Allergic reactions are unusually scary because they can change quickly and they often happen in the evening — after a new food, a new medication, a bite picked up earlier in the day. The good news is that grading them is straightforward once you know the three tiers. The hard part is doing it calmly while it's happening to you.
The three-tier grading
Mild — manageable at home
- Hives (raised, itchy red or pale welts) confined to one area or scattered
- Mild itching
- Local swelling at the site of contact (e.g. one finger after touching a plant)
- Sneezing, runny nose, mild watery eyes
- No swelling of lips, tongue, face or throat
- No breathing change, voice change, dizziness
Action: Take a long-acting antihistamine (cetirizine, loratadine, fexofenadine). Apply a cold compress for itch. Avoid the trigger. Most mild reactions settle within 6 hours.
Moderate — same-night assessment
- Swelling of lips, eyes or face (angioedema)
- Widespread hives covering large parts of the body
- Generalised itching across the whole body
- Mild abdominal cramps, nausea or vomiting after a known allergen
- Recurrent reactions that have escalated over the day
Action: Take an antihistamine if you can swallow tablets. Walk in to Manningham After-hours Emergency Care or phone us first. We have prednisolone (oral steroid), additional antihistamine, and the equipment to monitor your vital signs and intervene if your reaction escalates.

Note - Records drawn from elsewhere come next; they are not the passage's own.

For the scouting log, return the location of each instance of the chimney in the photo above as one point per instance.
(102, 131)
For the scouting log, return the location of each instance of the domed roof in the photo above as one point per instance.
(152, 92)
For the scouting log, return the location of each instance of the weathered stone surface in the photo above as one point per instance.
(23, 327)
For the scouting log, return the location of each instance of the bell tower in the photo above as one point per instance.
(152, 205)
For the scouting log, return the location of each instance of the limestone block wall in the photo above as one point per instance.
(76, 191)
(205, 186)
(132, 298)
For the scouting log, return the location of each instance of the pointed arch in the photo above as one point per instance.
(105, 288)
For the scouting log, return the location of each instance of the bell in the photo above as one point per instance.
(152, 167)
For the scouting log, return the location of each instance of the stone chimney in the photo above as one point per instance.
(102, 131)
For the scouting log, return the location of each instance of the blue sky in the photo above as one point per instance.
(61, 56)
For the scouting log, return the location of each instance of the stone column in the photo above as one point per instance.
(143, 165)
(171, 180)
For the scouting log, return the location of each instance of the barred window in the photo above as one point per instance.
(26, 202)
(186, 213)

Severe — call 000 immediately
Any of the following is anaphylaxis:
- Difficulty breathing, wheeze, noisy breathing or shortness of breath
- Swelling of the tongue or throat that affects swallowing or breathing
- Hoarse voice or change in voice
- Persistent dizziness or fainting
- Pale and floppy (in young children)
- Persistent vomiting after a known allergen
- Collapse or loss of consciousness
If you have an EpiPen, use it now, even if you're not sure. There is no harm in unnecessary adrenaline; there is real harm in delayed adrenaline. Call 000. Lie flat. Stay still.
What anaphylaxis actually looks like
Anaphylaxis has two essential features: it involves more than one body system (skin and breathing, or skin and circulation), and it progresses fast. A simple hives reaction doesn't change much over an hour. Anaphylaxis can go from "I think I'm reacting" to "I can't breathe" in under five minutes.
The mistake people make is waiting to see if the reaction settles. With anaphylaxis, every minute without adrenaline is a minute the airway can swell further. The EpiPen is designed for use during uncertainty.
When an antihistamine is enough
For pure cutaneous (skin-only) reactions, antihistamines work well. Use a non-sedating, long-acting one: cetirizine 10 mg, fexofenadine 180 mg, or loratadine 10 mg. Avoid older sedating antihistamines (promethazine, diphenhydramine) where possible — they can mask deterioration. Take a single dose and reassess in 30 minutes.
When to walk in (we have prednisolone and a calm room)
Walk in to Manningham After-hours Emergency Care for any moderate reaction, particularly if:
- The reaction is spreading beyond the original site
- Lip, eye or face swelling has appeared
- You've had the same reaction before and it required medical care then
- You are uncertain and would rather be assessed
We can give a single dose of prednisolone (a fast-acting oral steroid), additional antihistamine, and monitor your observations for an hour. If the reaction escalates while you're with us, we will call an ambulance and transfer you to ED.
Follow-up after an allergic reaction
Anyone who's had a moderate or severe reaction should see their GP within a few days to:
- Identify the trigger, where possible
- Be referred to an allergy and immunology specialist
- Be prescribed an EpiPen if not already carrying one
- Develop an ASCIA Action Plan (Australasian Society of Clinical Immunology and Allergy)
Even mild first-time reactions are worth mentioning to your GP — knowing your triggers prevents recurrences.